Indeed, there are several ways in which efforts to combat cybercrime may also be useful in the investigation and prosecution of cyber-enabled international crimes. For example, illegally accessing certain computer systems may be the first step in facilitating or even committing an international crime. In practice, many of the same investigative techniques may apply to both categories of crime. Pathways for cooperation on evidence in relation to cybercrime could also be helpful for the investigation and prosecution of cyber-enabled international crimes. The Budapest Convention on Cybercrime has 81 States parties, including the United States, and covers any offence involving electronic evidence, including (but not limited to) cybercrime offences. The newly-signed U.N. Convention against Cybercrime’s provisions cover international cooperation in relation to “any serious crime.”’ And the Second Additional Protocol to the Budapest Convention on enhanced cooperation and disclosure of electronic evidence provides procedures, like the European Union’s new E-Evidence Framework (coming into effect this year), that will enable States to make direct requests to service providers for subscriber data.
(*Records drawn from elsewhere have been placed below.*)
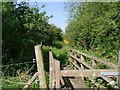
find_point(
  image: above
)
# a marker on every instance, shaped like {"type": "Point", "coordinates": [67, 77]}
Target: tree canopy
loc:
{"type": "Point", "coordinates": [22, 28]}
{"type": "Point", "coordinates": [94, 26]}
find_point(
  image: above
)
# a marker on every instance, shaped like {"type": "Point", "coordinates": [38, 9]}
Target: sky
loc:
{"type": "Point", "coordinates": [57, 10]}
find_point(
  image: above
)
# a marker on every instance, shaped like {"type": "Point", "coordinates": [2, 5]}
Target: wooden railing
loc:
{"type": "Point", "coordinates": [81, 69]}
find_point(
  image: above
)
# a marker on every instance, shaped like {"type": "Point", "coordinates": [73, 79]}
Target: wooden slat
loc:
{"type": "Point", "coordinates": [96, 83]}
{"type": "Point", "coordinates": [79, 60]}
{"type": "Point", "coordinates": [75, 64]}
{"type": "Point", "coordinates": [77, 83]}
{"type": "Point", "coordinates": [40, 66]}
{"type": "Point", "coordinates": [87, 73]}
{"type": "Point", "coordinates": [30, 81]}
{"type": "Point", "coordinates": [97, 59]}
{"type": "Point", "coordinates": [52, 71]}
{"type": "Point", "coordinates": [93, 63]}
{"type": "Point", "coordinates": [57, 73]}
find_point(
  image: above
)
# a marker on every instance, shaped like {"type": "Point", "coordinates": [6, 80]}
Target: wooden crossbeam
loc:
{"type": "Point", "coordinates": [79, 60]}
{"type": "Point", "coordinates": [87, 73]}
{"type": "Point", "coordinates": [97, 59]}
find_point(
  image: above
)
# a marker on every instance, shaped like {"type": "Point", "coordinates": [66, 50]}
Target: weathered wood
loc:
{"type": "Point", "coordinates": [93, 63]}
{"type": "Point", "coordinates": [118, 68]}
{"type": "Point", "coordinates": [111, 81]}
{"type": "Point", "coordinates": [57, 73]}
{"type": "Point", "coordinates": [30, 81]}
{"type": "Point", "coordinates": [51, 70]}
{"type": "Point", "coordinates": [96, 83]}
{"type": "Point", "coordinates": [74, 64]}
{"type": "Point", "coordinates": [87, 73]}
{"type": "Point", "coordinates": [79, 60]}
{"type": "Point", "coordinates": [40, 66]}
{"type": "Point", "coordinates": [77, 83]}
{"type": "Point", "coordinates": [97, 59]}
{"type": "Point", "coordinates": [82, 58]}
{"type": "Point", "coordinates": [82, 67]}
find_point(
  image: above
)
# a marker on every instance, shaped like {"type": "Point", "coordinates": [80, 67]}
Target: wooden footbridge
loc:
{"type": "Point", "coordinates": [73, 76]}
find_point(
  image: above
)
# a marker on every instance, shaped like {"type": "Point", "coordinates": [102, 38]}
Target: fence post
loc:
{"type": "Point", "coordinates": [119, 68]}
{"type": "Point", "coordinates": [40, 66]}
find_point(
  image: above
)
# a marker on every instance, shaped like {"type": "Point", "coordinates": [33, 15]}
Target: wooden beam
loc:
{"type": "Point", "coordinates": [57, 73]}
{"type": "Point", "coordinates": [40, 66]}
{"type": "Point", "coordinates": [79, 60]}
{"type": "Point", "coordinates": [30, 81]}
{"type": "Point", "coordinates": [87, 73]}
{"type": "Point", "coordinates": [97, 59]}
{"type": "Point", "coordinates": [77, 83]}
{"type": "Point", "coordinates": [52, 71]}
{"type": "Point", "coordinates": [75, 64]}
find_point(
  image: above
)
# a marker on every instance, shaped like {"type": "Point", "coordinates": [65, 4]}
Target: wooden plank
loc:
{"type": "Point", "coordinates": [87, 73]}
{"type": "Point", "coordinates": [52, 71]}
{"type": "Point", "coordinates": [93, 63]}
{"type": "Point", "coordinates": [96, 83]}
{"type": "Point", "coordinates": [57, 73]}
{"type": "Point", "coordinates": [30, 81]}
{"type": "Point", "coordinates": [75, 64]}
{"type": "Point", "coordinates": [40, 66]}
{"type": "Point", "coordinates": [82, 58]}
{"type": "Point", "coordinates": [118, 80]}
{"type": "Point", "coordinates": [77, 83]}
{"type": "Point", "coordinates": [79, 60]}
{"type": "Point", "coordinates": [97, 59]}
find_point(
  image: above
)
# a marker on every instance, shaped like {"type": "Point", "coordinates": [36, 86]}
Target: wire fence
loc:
{"type": "Point", "coordinates": [33, 61]}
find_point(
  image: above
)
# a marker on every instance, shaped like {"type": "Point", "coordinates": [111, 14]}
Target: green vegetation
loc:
{"type": "Point", "coordinates": [93, 28]}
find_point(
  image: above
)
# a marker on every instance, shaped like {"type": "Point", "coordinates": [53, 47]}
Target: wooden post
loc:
{"type": "Point", "coordinates": [119, 68]}
{"type": "Point", "coordinates": [52, 71]}
{"type": "Point", "coordinates": [40, 66]}
{"type": "Point", "coordinates": [57, 74]}
{"type": "Point", "coordinates": [30, 81]}
{"type": "Point", "coordinates": [93, 63]}
{"type": "Point", "coordinates": [82, 58]}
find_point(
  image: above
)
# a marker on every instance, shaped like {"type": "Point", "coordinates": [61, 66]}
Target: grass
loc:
{"type": "Point", "coordinates": [61, 54]}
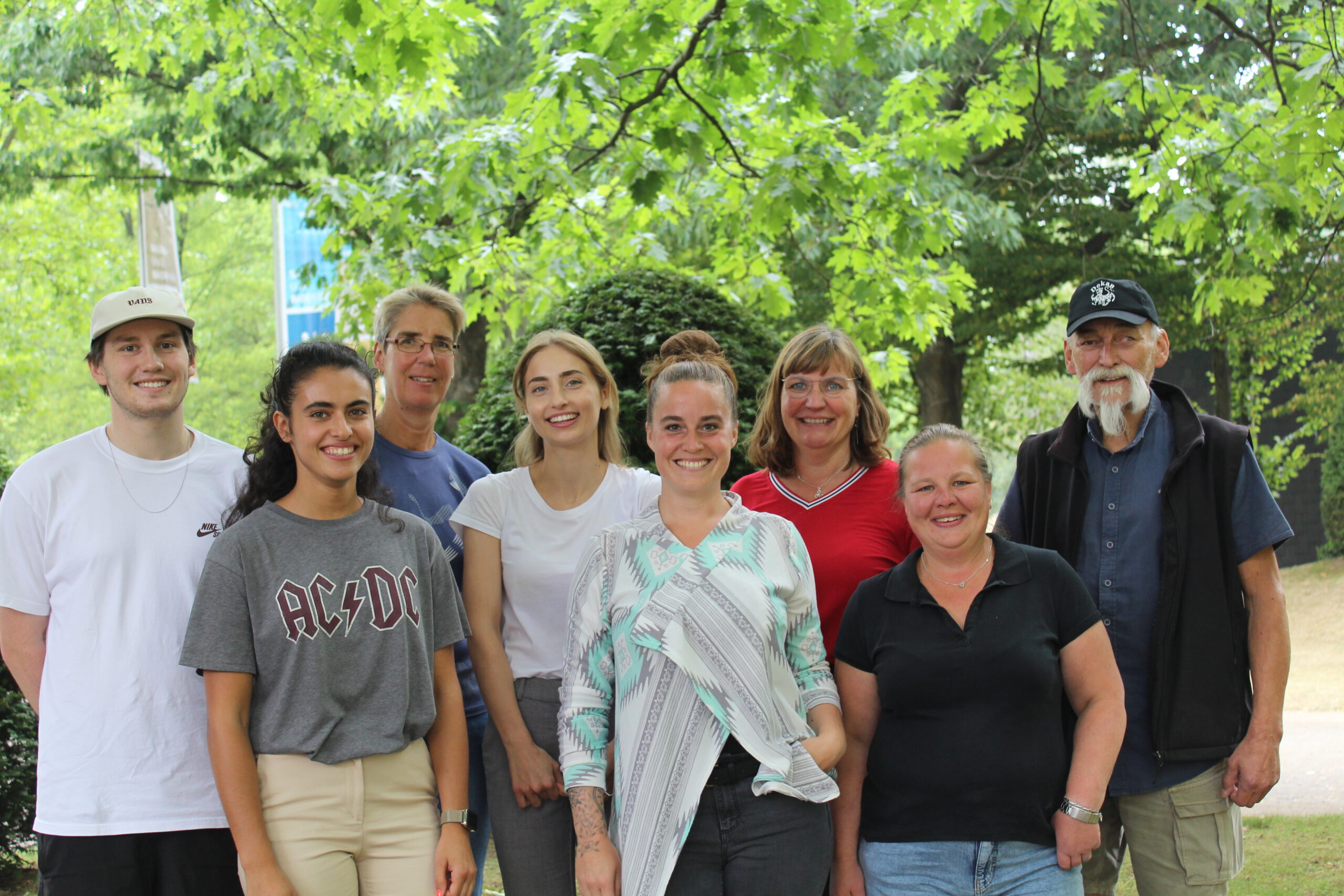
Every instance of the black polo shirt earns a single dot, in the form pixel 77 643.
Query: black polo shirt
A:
pixel 973 738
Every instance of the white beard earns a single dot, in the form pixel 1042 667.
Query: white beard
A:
pixel 1102 402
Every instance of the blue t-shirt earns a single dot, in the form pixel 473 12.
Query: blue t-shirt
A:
pixel 1120 562
pixel 430 486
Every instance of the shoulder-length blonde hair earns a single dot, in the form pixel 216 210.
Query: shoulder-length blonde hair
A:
pixel 817 349
pixel 529 446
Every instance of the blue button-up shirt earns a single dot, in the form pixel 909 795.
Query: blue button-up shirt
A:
pixel 1120 562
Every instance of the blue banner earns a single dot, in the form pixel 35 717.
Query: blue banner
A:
pixel 301 311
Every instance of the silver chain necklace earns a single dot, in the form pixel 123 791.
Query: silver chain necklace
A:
pixel 963 583
pixel 186 469
pixel 799 477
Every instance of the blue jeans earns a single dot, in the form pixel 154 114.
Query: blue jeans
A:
pixel 476 796
pixel 958 868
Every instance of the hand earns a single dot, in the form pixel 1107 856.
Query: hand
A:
pixel 268 880
pixel 455 867
pixel 597 867
pixel 847 878
pixel 1074 841
pixel 1252 770
pixel 826 750
pixel 537 777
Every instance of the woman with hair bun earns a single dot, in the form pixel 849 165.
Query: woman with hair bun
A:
pixel 822 440
pixel 324 624
pixel 523 532
pixel 695 648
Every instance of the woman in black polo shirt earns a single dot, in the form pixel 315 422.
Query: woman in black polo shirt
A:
pixel 953 671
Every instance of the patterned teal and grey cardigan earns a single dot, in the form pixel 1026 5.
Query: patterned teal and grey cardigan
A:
pixel 670 650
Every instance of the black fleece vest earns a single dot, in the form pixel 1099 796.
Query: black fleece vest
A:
pixel 1199 690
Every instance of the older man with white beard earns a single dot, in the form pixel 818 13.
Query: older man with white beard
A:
pixel 1167 518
Currently, there is a siloed approach to cybercrime and cyber-enabled international crimes in national prosecution authorities and inter-governmental agencies. Where national authorities have both cybercrime units and war crime units, they tend to be separate. There are lessons that prosecutors of international crimes can learn from their cybercrime team counterparts—for example, on techniques for gathering and managing technical evidence. As all criminal cases involve a digital element today—whether in terms of the substance of the case, the evidence, or both—States should move towards a more cross-cutting, thematic approach to how prosecution authorities generally approach digital or cyber-related crimes, to encourage sharing of knowledge and strategies across prosecution teams.
Going Forward
Investigation of cyber-enabled international crimes is already taking place, particularly in situations where cyber and kinetic activities are part of the same campaign. The ICC’s policy provides a valuable framework for its approach in this area. National courts should also prosecute cyber-enabled international crimes where they are able to do so. Despite the challenges involved, there are positive trends for future action in this area, including increasing cooperation between networks of different actors, synergies between different legal regimes, and new treaties that facilitate the sharing of electronic evidence across borders.
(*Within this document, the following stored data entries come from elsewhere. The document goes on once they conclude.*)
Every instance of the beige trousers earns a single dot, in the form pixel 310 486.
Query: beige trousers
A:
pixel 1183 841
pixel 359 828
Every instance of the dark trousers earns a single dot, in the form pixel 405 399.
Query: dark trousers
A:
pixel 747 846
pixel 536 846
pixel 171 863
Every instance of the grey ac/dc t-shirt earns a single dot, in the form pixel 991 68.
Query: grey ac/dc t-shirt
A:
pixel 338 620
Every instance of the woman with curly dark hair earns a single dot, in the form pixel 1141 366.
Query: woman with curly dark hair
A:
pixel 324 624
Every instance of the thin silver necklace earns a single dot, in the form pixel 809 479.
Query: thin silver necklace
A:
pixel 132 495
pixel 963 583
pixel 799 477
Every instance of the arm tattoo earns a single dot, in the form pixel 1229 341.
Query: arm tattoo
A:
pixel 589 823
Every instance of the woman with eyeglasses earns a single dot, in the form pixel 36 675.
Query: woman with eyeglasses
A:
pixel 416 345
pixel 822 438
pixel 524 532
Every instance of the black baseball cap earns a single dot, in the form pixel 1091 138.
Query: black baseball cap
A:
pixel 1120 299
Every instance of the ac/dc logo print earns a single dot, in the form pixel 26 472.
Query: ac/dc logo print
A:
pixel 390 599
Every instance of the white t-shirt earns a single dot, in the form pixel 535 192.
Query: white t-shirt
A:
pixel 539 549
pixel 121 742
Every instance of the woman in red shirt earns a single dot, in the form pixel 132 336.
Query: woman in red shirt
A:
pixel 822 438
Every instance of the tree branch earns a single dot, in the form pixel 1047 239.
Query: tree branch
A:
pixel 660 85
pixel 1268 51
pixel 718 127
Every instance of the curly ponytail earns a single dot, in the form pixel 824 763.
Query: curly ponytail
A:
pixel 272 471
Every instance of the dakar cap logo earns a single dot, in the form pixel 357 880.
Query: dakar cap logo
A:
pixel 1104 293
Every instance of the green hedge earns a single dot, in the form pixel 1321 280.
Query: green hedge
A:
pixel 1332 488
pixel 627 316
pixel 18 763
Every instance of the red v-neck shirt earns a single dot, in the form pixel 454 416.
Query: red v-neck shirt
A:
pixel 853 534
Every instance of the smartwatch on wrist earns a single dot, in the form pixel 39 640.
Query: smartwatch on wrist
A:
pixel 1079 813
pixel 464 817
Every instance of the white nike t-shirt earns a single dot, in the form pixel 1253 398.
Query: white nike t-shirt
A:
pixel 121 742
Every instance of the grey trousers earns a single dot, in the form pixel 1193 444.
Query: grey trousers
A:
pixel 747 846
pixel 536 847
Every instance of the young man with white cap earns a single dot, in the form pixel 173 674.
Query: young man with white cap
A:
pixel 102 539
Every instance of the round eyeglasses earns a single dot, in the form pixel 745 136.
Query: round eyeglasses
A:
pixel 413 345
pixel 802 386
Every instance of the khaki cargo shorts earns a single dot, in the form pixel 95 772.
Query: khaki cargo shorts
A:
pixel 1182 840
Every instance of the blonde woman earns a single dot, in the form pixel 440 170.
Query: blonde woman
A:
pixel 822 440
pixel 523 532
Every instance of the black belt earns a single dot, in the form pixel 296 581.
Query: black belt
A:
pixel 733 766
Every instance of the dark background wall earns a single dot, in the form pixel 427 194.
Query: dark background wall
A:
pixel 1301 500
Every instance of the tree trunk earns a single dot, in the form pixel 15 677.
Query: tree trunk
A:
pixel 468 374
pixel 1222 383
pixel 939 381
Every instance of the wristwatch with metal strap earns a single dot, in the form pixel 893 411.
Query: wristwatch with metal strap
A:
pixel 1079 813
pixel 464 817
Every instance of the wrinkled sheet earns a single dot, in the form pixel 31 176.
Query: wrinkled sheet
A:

To strengthen the prospects of prosecution of cyber-enabled international crimes further, the ICC and States should invest in, or where appropriate reinforce, cyber expertise across prosecution teams. States should ensure their domestic law enables them to participate fully in the joint investigation of international crimes, and strengthen informal networks with the cyberthreat intelligence community to increase access to cyber intelligence and evidence. States and the ICC should ensure adequate training is available to investigators, prosecutors and judges in digital forensics, attribution, encryption, blockchain-tracing and deepfake detection, as well as expertise in cross-border frameworks on gathering electronic data (indeed, such training would benefit the prosecution of all crimes with a digital element). While these measures will entail capacity development, efficiencies can be gained by adapting existing training on the investigation and prosecution of cybercrime (for example, by the EU or the Council of Europe’s Cybercrime Programme Office) to include cyber-enabled international crimes, and by inviting the ICC to take part. The mounting severity of cyber operations should spur all actors to adopt a global and proactive approach to bringing perpetrators to justice.